NCA identified a variance between the cumulative fuel flow measured by in-plant instrumentation and the amount reported by the custody transfer meter, which it tracked over a one-year period. The potential error indicated that gas flow to NCA #1 may have over-registered and resulted in an overpayment by NCA in excess of $52,000 per month. As the error appeared to NCA to have exceeded the 2 percent tariff upper limit, SW Gas could have been required to correct the meter and reimburse NCA #1 for over-billing. Alternatively, a cumulative error in the in-plant check meters could have been the source of the discrepancy.

SW Gas made several attempts to assess the actual metering error and determine the cause of the error.
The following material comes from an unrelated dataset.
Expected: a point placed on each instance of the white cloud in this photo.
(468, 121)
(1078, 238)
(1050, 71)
After upgrading the meter station and replacing the meter corrector, however, the discrepancy between the custody transfer meter and in-plant meters remained the same. NCA checked the in-plant meters, which were found to be operating within expected accuracy limits. NCA and SW Gas agreed to remove the turbine meter and the corrector for testing by a third party. Unfortunately, due to corrections required from that testing, the inaccuracy of the meter could not be agreed upon.

With the assistance of Texaco Central Engineering, NCA #1 determined that a third party test could be performed at the GTI Metering Research Facility at the Southwest Research Institute (SwRI) in San Antonio, TX. The SwRI facility met NCA’s test accuracy requirements of a nominal ±0.2 percent using pipeline quality natural gas at the NCA supply pressure and temperature.

Following calibration of the meter and evaluation of the corrector at the GTI Metering Research Facility, SwRI found that the combination had over-registered the volume of gas by an average of about 1.088 percent of reading. SwRI calibrated the meter and corrector and returned them to service. Both the custody transfer and check meters were in agreement. Based on an average gas consumption rate of 534 MMSCF/month, NCA estimates that it recovered the cost of the high-accuracy calibration in 20 days.

Since the accuracy level of 1.088 percent was within the 2 percent allowed in the SW Gas tariff, no billing adjustments were required. The calibration enabled NCA to reduce future gas metering charges by more than 1 percent, resulting in an annualized reduction of gas cost (savings) of approximately $205,000.